Question

Find the total surface area of the cube whose volume is $ 3\sqrt 3 \,{a^3} $ cubic units.

Answer 1

Hint: Here, in this problem to find the total surface area of a cube we first find side of a cube using a formula of volume and then using this value of the side of a cube in the formula of total surface area of a cube to get the required solution of the given problem.
Volume of a cube = $ {\left( {side} \right)^3} $ ,
Total surface area of a cube = $ 6{\left( {side} \right)^2} $

Complete step-by-step answer:
Let side of a cube be x

Then volume of is given as $ {\left( {side} \right)^3} $
 $ \Rightarrow Volume(V) = {\left( {side} \right)^3} $
But, volume of cube is = $ 3\sqrt 3 \,{a^3} $
Substituting value in above formula we have
 $
  3\sqrt 3 {a^3} = {\left( x \right)^3} \\
   \Rightarrow {\left( {\sqrt 3 a} \right)^3} = {\left( x \right)^3} \\
   \Rightarrow x = \sqrt 3 \,a \;
  $
Therefore, side of a cube is $ \sqrt 3 \,\,a\,\,units $
Also, we know that total surface area of a cube is given as $ 6 \times {\left( {side} \right)^2} $
Substituting value of ‘x’ calculated above in above formulas of total surface area.

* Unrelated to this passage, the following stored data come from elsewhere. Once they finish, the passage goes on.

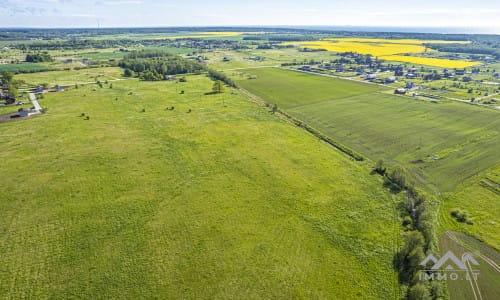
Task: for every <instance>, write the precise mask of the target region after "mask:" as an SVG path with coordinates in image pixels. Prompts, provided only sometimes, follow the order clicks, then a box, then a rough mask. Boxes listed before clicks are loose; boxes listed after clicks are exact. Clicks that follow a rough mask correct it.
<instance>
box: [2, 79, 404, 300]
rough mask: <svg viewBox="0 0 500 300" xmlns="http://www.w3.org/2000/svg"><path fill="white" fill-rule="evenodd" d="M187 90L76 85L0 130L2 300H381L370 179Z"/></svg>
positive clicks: (239, 115)
mask: <svg viewBox="0 0 500 300" xmlns="http://www.w3.org/2000/svg"><path fill="white" fill-rule="evenodd" d="M83 72H84V71H83ZM187 80H188V82H187V83H178V84H176V83H174V82H156V83H152V82H138V81H136V80H129V81H120V82H114V83H113V88H112V89H111V88H109V87H108V85H104V88H102V89H100V88H97V87H96V86H82V87H80V88H79V89H77V90H76V89H71V90H69V91H67V92H64V93H57V94H56V93H54V94H48V95H46V96H45V98H44V99H42V100H41V104H42V106H44V107H49V110H48V113H46V114H44V115H42V116H39V117H36V118H33V119H29V120H23V121H19V122H12V123H5V124H0V127H1V131H0V142H1V144H2V145H3V147H2V148H1V150H0V154H1V156H2V157H3V160H2V170H3V173H4V175H5V176H4V177H3V180H2V185H1V195H2V197H1V201H0V252H1V253H2V255H1V256H0V295H1V297H4V298H52V299H65V298H88V299H94V298H96V299H97V298H121V299H137V298H169V299H193V298H218V299H235V298H241V297H244V298H248V299H259V298H261V299H269V298H276V299H290V298H337V299H354V298H359V299H389V298H393V297H394V294H395V291H396V289H397V284H395V283H396V282H395V281H394V279H395V278H396V277H395V274H394V271H393V269H392V263H391V262H392V258H393V255H394V252H395V249H396V245H397V240H396V239H394V237H397V236H398V233H399V225H398V224H399V222H398V220H397V218H396V219H395V218H394V210H393V199H392V197H391V196H390V195H388V194H387V192H386V191H384V190H383V189H382V188H381V182H380V181H379V180H378V179H377V177H375V176H370V175H368V172H367V170H366V169H365V168H364V167H362V166H360V165H357V164H356V163H354V162H352V161H350V160H349V159H347V158H346V157H344V156H343V155H341V154H340V153H338V152H337V151H334V150H332V149H331V148H330V147H328V146H327V145H325V144H324V143H321V142H320V141H318V140H317V139H315V138H314V137H312V136H310V135H309V134H307V133H306V132H304V131H302V130H301V129H299V128H295V127H293V126H290V124H289V123H287V122H285V121H282V120H280V119H279V118H276V117H275V116H272V115H270V114H269V112H268V111H267V110H265V109H263V108H260V107H258V106H256V105H255V104H253V103H250V102H249V101H247V100H246V99H245V98H244V97H243V96H241V95H237V94H231V92H229V91H228V92H227V93H225V94H223V95H205V93H206V92H210V91H211V86H212V82H211V81H210V80H209V79H207V78H206V77H204V76H188V77H187ZM94 88H95V89H96V90H95V91H93V89H94ZM180 90H184V91H185V93H184V94H182V95H181V94H180ZM222 100H224V102H225V104H226V106H223V104H222ZM172 106H173V107H174V109H173V110H167V109H166V108H170V107H172ZM188 112H189V113H188ZM82 113H84V114H85V116H82ZM87 116H88V117H89V118H90V119H89V120H85V118H86V117H87ZM353 287H356V288H353Z"/></svg>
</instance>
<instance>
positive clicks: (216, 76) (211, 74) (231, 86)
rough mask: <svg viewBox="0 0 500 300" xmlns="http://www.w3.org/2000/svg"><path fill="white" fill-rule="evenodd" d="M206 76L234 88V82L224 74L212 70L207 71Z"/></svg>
mask: <svg viewBox="0 0 500 300" xmlns="http://www.w3.org/2000/svg"><path fill="white" fill-rule="evenodd" d="M208 75H209V76H210V78H212V79H213V80H220V81H222V82H224V83H225V84H227V85H229V86H231V87H236V83H234V81H233V80H232V79H231V78H229V77H228V76H227V75H226V74H224V73H223V72H220V71H217V70H213V69H208Z"/></svg>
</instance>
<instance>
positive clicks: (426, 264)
mask: <svg viewBox="0 0 500 300" xmlns="http://www.w3.org/2000/svg"><path fill="white" fill-rule="evenodd" d="M420 265H421V266H423V267H425V268H427V269H426V270H421V271H420V272H419V274H418V278H419V279H420V280H453V281H455V280H474V281H476V280H477V278H478V276H479V271H478V270H477V269H474V267H475V266H478V265H479V263H478V262H477V260H476V259H475V258H474V257H473V256H472V254H470V253H468V252H466V253H464V254H463V255H462V257H461V259H459V258H458V257H457V256H456V255H455V254H454V253H453V252H451V251H448V252H446V254H445V255H443V256H442V257H441V258H440V259H438V258H437V257H436V256H434V255H433V254H429V255H428V256H427V257H426V258H425V259H424V260H423V261H422V262H421V263H420ZM429 266H430V267H429Z"/></svg>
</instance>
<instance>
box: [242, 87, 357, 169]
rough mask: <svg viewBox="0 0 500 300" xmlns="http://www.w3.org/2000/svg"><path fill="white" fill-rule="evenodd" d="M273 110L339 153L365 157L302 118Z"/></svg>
mask: <svg viewBox="0 0 500 300" xmlns="http://www.w3.org/2000/svg"><path fill="white" fill-rule="evenodd" d="M238 90H239V91H240V92H241V93H242V94H243V95H245V96H247V97H248V98H249V99H250V100H252V101H253V102H255V103H257V104H259V105H261V106H264V107H268V108H271V107H272V105H271V104H270V103H267V102H266V101H265V100H263V99H262V98H260V97H258V96H256V95H254V94H252V93H250V92H249V91H247V90H245V89H243V88H238ZM273 111H274V112H275V113H278V114H280V115H281V116H283V117H284V118H285V119H286V120H288V121H290V122H292V123H293V124H295V125H296V126H298V127H301V128H303V129H304V130H306V131H307V132H309V133H310V134H312V135H313V136H315V137H317V138H319V139H320V140H321V141H323V142H325V143H326V144H328V145H330V146H331V147H333V148H335V149H337V150H338V151H340V152H341V153H343V154H345V155H346V156H348V157H349V158H351V159H354V160H355V161H364V160H365V158H364V157H363V156H362V155H361V154H359V153H357V152H356V151H354V150H352V149H350V148H349V147H347V146H344V145H343V144H341V143H339V142H336V141H334V140H333V139H331V138H330V137H329V136H327V135H325V134H323V133H322V132H321V131H319V130H317V129H315V128H314V127H311V126H309V125H307V123H305V122H303V121H302V120H299V119H298V118H296V117H294V116H292V115H290V114H288V113H286V112H284V111H282V110H280V109H277V108H276V109H273Z"/></svg>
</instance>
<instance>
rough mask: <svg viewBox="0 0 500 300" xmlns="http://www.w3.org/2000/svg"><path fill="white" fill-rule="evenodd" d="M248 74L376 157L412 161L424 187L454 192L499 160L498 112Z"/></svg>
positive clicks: (256, 69) (457, 104) (305, 80)
mask: <svg viewBox="0 0 500 300" xmlns="http://www.w3.org/2000/svg"><path fill="white" fill-rule="evenodd" d="M242 72H244V73H247V74H254V75H256V77H257V78H256V79H246V77H236V79H240V80H239V81H238V83H239V84H240V85H241V86H242V87H243V88H245V89H247V90H249V91H250V92H252V93H254V94H256V95H258V96H260V97H261V98H263V99H264V100H265V101H267V102H269V103H276V104H277V105H278V107H280V108H282V109H284V110H285V111H286V112H288V113H291V114H292V115H294V116H295V117H297V118H299V119H301V120H303V121H305V122H307V123H308V124H310V125H312V126H313V127H315V128H317V129H319V130H321V131H322V132H324V133H325V134H327V135H329V136H330V137H332V138H333V139H334V140H337V141H339V142H340V143H342V144H344V145H346V146H348V147H350V148H352V149H354V150H356V151H357V152H359V153H361V154H363V155H365V156H367V157H369V158H370V159H372V160H378V159H384V160H385V161H386V162H387V163H389V164H392V165H394V164H400V165H403V166H405V167H406V168H407V169H409V170H410V171H411V172H412V174H413V176H414V180H416V181H417V182H418V183H420V184H422V185H429V184H430V186H434V187H435V188H436V189H437V190H439V191H453V190H454V189H455V188H456V187H457V186H458V185H459V184H461V183H463V181H464V180H466V179H468V178H471V177H473V176H475V175H476V174H479V173H481V172H483V171H485V170H488V169H490V168H491V167H493V166H495V165H496V164H498V163H499V158H498V155H497V153H498V149H500V142H499V141H500V139H499V132H498V128H499V126H500V118H498V116H499V113H500V112H498V111H494V110H492V109H486V108H478V107H474V106H469V105H465V104H461V103H455V102H440V103H438V104H434V103H431V102H428V101H418V100H414V99H410V98H407V97H398V96H393V95H390V94H389V93H390V92H391V91H392V90H391V89H386V88H384V87H380V86H375V85H368V84H364V83H359V82H353V81H348V80H341V79H336V78H327V77H321V76H317V75H310V74H304V73H298V72H293V71H287V70H281V69H271V68H266V69H247V70H242Z"/></svg>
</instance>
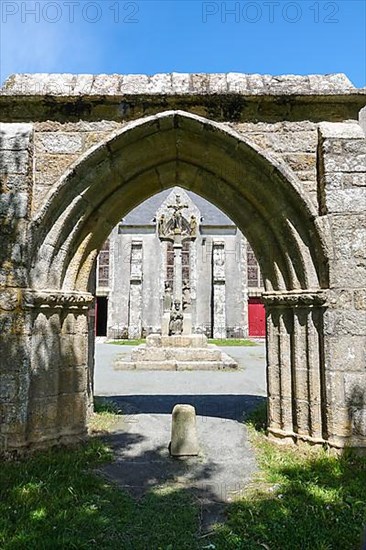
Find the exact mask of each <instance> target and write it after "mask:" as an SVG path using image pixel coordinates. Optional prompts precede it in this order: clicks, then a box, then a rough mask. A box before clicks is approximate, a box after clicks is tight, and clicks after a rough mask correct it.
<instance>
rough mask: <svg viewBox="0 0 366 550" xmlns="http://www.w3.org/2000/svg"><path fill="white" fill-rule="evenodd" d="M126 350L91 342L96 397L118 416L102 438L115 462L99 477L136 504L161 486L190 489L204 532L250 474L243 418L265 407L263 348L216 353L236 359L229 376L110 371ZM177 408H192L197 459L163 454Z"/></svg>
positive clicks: (250, 451)
mask: <svg viewBox="0 0 366 550" xmlns="http://www.w3.org/2000/svg"><path fill="white" fill-rule="evenodd" d="M131 349H132V348H131V347H130V346H117V345H112V344H105V343H97V344H96V353H95V357H96V368H95V394H96V395H97V396H105V397H108V398H109V399H111V400H112V401H113V402H115V403H117V404H118V407H119V408H120V410H121V411H122V413H123V416H121V420H120V421H119V422H117V424H115V425H114V427H113V430H112V433H111V435H110V436H109V437H108V440H109V443H110V444H111V445H112V446H113V448H114V450H115V455H116V460H115V462H113V463H112V464H109V465H107V466H106V467H104V468H103V470H102V473H103V474H104V475H105V476H107V477H108V478H109V479H110V480H112V481H113V482H115V483H117V484H118V485H120V486H121V487H123V488H125V489H126V490H128V491H129V492H130V493H132V494H133V495H134V496H135V497H136V498H139V497H141V496H142V495H143V494H144V493H145V492H147V491H148V490H151V489H156V488H157V487H161V486H166V485H169V486H173V487H174V488H175V489H182V490H190V491H193V493H194V495H195V496H196V498H198V499H199V501H200V502H201V505H202V529H204V530H205V529H207V528H209V526H210V525H211V524H212V523H213V522H215V521H218V520H220V517H221V515H222V513H223V510H224V507H225V504H226V503H227V502H230V501H231V500H233V499H235V498H236V497H237V496H240V494H241V493H242V490H243V488H244V487H245V485H246V484H247V483H248V482H249V481H250V479H251V477H252V475H253V473H254V472H255V470H256V463H255V458H254V453H253V450H252V449H251V447H250V445H249V442H248V439H247V431H246V428H245V426H244V425H243V423H242V420H243V418H245V415H246V414H248V413H249V412H250V411H251V410H253V409H254V408H256V407H257V406H258V405H259V404H260V403H262V402H263V401H264V396H265V394H266V382H265V347H264V344H263V343H258V345H257V346H255V347H230V348H227V347H226V348H223V350H224V351H226V352H228V353H229V354H230V355H231V356H232V357H233V358H235V359H236V360H237V361H238V363H239V367H240V368H239V369H238V371H236V372H226V371H201V372H200V371H196V372H192V371H182V372H177V371H173V372H172V371H160V372H159V371H114V370H113V367H112V364H113V358H114V357H115V356H116V355H118V354H121V353H122V354H126V355H128V354H130V353H131ZM177 403H188V404H192V405H194V406H195V408H196V412H197V431H198V437H199V441H200V446H201V452H200V455H199V456H198V457H194V458H189V459H179V460H177V459H172V458H171V457H170V456H169V452H168V444H169V441H170V430H171V411H172V409H173V406H174V405H175V404H177Z"/></svg>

We have,
 $
  Total\,\,surface\,\,area\,\,of\,\,cube = 6 \times {\left( {\sqrt 3 \,\,a} \right)^2} \\
   \Rightarrow Total\,\,surface\,\,area\,\,of\,\,cube = 6 \times \left( {3{a^2}} \right) \\
   \Rightarrow Total\,\,surface\,\,area\,\,of\,\,cube = 18{a^2} \;
  $
Hence, from above we see that the total surface area of the cube is $ 18{a^2} $ .

Note: In mensuration there are different formulas for different figures even there are different formulas for surface area and volumes of figures. So, to get the right solution of the problem students should select appropriate formulas and also do calculations very carefully to get the required solution of the problem.